2Утро выжило непогоду и украсило небо цветущим солнцем. Земля отвечала сияющему небу влажной блестящей зеленью и тишиной.
К первому завтраку приехал князь Маматов.
— Сергей Петрович! Ты, брат, похудел! Что, нездоров, что ли? Ты бы помощников взял — чего ты в одиночку стараешься, — так нынче никто не работает: старый прием! А то быстро выработаются самородные недра твоего таланта!
— Я здоров, Игнатий Капитонович! — ответил Серденко. — Но мне грустно жить на чужом острове! Я на равнину хочу, где весною сирень, а осенью антоновские яблоки!
Маматов ничего не высказал. Он отвернулся к столику с папиросами и, закуривая, думал, что теперь, дескать, вы все так говорите; а где вы раньше были, когда на фронте — за каждого убитого германца — приходилось платить тремя русскими трупами? Тогда, именно, — думал Маматов, — и была посеяна революция. А теперь ее сам черт не вытравит, разве только новый английский газ, открытый русским беглым инженером!
Маматов считал, что русская интеллигенция — с ее фантастической влюбленностью в духовные ценности, с презрением к технике и материальному богатству собственного отечества — очень виновата в нынешних бедствиях родины. Германия производила инженеров, а Россия поэтов — в результате: Октябрь 1917 года. Так уверял себя Маматов. Сам он ненавидел людей отвлеченного дела и уважал людей новейшего времени, вроде Форда, Стиннеса, Муссолини и даже Ленина. Полутатарин, он не любил славян, ищущих спасения не себе, а целому миру. Маматов был очень близко связан с английским министерством иностранных дел — исключительно благодаря своему практическому уму, энергии и полной беспринципности. Последним свойством он походил на англичан, которые, как известно, обладают лишь домашней нравственностью, а в мировой политике руководствуются правилом наибольшей классовой и национальной выгоды, хотя бы для этого требовалось умерщвлять целые народы. В свое время, будучи в Париже, Маматов встретил Серденко, которого он знал немного еще по Ледяному походу Корнилова. В Париже Серденко ездил шофером на такси. Маматов имел сведения о Серденко как о выдающемся, редкой талантливости, инженере. Так его расценивал когда-то штаб Врангеля и английский военный атташе в Симферополе Бен-Товер. Своей неприступностью Перекоп во многом обязан способностям Серденко, несмотря на то, что Серденко работал там не по своей специальности — химии, а как военный инженер.

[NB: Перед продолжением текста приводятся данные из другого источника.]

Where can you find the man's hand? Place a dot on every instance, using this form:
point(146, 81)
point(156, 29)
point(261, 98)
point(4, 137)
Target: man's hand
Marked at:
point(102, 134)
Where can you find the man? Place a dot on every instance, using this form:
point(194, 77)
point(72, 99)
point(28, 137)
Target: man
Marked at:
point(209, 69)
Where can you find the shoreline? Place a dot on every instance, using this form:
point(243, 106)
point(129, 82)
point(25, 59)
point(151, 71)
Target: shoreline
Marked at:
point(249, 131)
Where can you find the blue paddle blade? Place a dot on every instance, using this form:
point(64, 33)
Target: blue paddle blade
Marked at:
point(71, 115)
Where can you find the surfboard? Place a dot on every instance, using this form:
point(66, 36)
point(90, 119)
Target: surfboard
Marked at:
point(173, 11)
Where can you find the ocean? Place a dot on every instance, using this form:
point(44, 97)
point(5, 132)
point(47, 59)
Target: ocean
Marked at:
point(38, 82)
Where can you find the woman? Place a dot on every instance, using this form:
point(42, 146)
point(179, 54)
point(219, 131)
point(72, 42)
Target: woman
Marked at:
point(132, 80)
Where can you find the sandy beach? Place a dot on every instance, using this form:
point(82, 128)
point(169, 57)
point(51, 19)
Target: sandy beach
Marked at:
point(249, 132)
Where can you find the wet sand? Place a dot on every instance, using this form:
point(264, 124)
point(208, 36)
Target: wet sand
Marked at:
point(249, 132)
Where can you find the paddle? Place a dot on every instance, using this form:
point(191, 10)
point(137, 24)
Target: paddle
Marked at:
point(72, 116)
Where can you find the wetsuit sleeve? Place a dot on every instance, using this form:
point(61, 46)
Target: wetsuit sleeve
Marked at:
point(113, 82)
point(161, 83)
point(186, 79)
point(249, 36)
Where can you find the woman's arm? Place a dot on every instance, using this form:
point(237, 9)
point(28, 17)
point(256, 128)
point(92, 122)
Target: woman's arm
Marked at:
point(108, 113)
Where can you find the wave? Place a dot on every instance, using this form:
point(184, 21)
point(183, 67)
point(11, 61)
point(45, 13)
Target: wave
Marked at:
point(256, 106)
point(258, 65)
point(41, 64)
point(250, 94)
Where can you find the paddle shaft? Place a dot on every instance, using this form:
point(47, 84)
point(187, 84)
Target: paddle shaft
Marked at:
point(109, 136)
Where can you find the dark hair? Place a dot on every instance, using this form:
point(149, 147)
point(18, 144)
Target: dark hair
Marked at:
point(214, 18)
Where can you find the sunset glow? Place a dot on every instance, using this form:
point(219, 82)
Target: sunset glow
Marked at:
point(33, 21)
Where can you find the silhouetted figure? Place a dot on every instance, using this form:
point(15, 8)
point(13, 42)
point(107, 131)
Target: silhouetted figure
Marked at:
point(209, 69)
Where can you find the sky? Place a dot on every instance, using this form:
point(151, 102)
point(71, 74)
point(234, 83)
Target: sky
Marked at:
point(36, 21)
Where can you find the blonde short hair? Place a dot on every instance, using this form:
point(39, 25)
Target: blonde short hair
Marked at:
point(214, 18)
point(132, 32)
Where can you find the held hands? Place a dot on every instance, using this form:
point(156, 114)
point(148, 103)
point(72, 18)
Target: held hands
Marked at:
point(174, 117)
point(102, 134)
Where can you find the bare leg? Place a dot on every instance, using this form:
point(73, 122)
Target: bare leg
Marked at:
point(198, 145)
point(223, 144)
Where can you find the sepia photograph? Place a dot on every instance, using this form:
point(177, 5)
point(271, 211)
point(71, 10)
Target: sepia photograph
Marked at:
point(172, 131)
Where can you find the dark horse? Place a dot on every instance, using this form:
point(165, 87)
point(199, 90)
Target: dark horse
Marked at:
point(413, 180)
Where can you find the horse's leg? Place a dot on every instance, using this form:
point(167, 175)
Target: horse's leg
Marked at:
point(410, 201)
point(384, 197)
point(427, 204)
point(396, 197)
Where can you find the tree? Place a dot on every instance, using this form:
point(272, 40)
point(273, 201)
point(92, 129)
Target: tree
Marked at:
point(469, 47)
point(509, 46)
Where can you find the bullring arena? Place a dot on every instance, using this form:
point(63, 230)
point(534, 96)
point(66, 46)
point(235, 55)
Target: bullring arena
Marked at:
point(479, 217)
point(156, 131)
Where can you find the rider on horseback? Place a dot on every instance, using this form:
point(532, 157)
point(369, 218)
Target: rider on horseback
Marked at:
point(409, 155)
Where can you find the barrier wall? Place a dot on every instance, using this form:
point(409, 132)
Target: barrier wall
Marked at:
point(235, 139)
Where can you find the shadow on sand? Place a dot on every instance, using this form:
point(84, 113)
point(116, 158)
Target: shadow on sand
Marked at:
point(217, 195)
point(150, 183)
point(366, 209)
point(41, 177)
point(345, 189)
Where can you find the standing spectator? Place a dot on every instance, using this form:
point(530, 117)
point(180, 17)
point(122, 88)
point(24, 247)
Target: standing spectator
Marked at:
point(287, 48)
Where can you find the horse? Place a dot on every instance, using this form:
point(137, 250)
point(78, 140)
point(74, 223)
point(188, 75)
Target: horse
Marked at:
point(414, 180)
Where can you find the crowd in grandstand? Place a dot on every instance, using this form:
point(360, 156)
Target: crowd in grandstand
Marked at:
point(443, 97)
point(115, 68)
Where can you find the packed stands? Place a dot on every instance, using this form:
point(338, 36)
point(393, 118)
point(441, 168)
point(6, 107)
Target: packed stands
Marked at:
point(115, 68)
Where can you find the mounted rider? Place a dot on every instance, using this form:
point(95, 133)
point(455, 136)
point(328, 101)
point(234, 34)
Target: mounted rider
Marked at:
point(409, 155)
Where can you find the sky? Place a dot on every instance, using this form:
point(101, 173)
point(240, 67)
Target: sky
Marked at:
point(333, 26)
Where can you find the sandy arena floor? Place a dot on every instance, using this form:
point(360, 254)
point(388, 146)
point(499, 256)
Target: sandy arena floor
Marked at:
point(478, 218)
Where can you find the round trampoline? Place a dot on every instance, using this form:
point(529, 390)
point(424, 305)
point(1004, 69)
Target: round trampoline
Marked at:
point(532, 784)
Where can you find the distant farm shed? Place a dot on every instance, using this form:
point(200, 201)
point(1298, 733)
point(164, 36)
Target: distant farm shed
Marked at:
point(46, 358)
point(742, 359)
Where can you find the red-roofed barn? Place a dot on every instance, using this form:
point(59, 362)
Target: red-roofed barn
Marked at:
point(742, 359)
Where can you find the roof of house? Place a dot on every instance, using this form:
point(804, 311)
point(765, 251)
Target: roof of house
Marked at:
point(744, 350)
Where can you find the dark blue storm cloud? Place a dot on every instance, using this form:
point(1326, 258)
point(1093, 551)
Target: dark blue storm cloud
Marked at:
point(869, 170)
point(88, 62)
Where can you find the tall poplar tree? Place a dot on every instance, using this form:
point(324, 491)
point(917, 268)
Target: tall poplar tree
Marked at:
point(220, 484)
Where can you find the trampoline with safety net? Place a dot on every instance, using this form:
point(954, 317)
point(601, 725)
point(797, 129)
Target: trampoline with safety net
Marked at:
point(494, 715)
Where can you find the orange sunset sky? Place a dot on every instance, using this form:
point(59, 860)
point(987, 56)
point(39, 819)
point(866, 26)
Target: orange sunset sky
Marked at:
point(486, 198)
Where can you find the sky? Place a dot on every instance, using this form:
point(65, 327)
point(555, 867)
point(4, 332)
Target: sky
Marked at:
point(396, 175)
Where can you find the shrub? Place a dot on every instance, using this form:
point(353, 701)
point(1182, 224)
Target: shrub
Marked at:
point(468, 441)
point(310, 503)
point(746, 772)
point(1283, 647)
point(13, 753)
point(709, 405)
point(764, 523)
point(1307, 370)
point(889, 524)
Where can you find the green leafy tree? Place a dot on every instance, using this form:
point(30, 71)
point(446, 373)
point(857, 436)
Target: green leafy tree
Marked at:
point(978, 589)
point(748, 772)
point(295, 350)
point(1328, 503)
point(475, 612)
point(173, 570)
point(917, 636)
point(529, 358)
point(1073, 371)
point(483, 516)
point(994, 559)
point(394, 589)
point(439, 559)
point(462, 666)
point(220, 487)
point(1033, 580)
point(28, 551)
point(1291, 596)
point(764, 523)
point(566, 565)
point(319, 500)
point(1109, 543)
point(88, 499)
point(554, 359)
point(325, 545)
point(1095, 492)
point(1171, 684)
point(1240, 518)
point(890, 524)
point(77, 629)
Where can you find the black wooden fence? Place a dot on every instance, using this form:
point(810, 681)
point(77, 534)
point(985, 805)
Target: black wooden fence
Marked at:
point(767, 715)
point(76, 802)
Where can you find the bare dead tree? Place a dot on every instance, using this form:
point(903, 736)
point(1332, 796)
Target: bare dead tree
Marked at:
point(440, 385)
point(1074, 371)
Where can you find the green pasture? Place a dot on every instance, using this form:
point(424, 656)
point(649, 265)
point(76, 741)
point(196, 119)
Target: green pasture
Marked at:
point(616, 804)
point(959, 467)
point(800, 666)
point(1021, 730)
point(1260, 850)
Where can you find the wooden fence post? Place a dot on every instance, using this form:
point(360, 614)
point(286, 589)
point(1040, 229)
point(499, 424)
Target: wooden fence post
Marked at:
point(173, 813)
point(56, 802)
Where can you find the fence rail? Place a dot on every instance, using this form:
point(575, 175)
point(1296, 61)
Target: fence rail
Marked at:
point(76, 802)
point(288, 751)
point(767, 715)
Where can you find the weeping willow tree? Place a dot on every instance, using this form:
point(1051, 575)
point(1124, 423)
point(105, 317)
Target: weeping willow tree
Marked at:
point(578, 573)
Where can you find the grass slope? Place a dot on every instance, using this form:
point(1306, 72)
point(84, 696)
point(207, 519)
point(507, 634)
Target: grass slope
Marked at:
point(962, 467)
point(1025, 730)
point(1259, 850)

Маматов снял Серденко с такси, увез в Лондон и поставил на его прямое дело — химию. Сначала военное министерство очень осторожно финансировало опыты Серденко, но потом, когда Серденко заставил в течение суток завять и осыпаться свежий июньский парк, военное министерство включило его в список посмертных секретных специалистов. Серденко не знал, что из этого списка вычеркивают только мертвых; живых же, если они пожелают переменить Англию на другую страну, косвенным образом превращают в трупы. Маматов эту историю знал и считал ее признаком мужественной государственной мудрости англичан.
— Сергей Петрович! — обернулся Маматов. — Я за тобой. Сегодня в китайском посольстве нас ждут два китайских военных инженера…
Из усадьбы выехали три человека: жена Серденко не хотела одна оставаться дома. «Паккард» Маматова тянул так, что шоссейный гравий свистел под колесами.
В Лондоне, на набережной автомобиль остановился: толпа небогатых людей шла поперек дороги.
— Чего хотят эти люди? — спросила жена Серденко.
Муж ей ответил:
— Сегодня в Америке казнены двое рабочих. Говорят, они были невинны люди протестуют!
— Протестуй тогда и ты! — искренно сказала жена. Увезенная из России девочкой, она не могла сердечно ненавидеть большевиков, как другие, потому что не помнила их зла.
Маматов ей ответил за себя и за ее мужа:
— Нас, Мария Альбертовна, не интересует все человечество — это слишком отвлеченно, — мы привязаны только к некоторым людям: в их число не входят эти невинно казненные! — И мужчины не встали с сидений. Только шофер и Мария Альбертовна вышли из машины и стояли на ногах.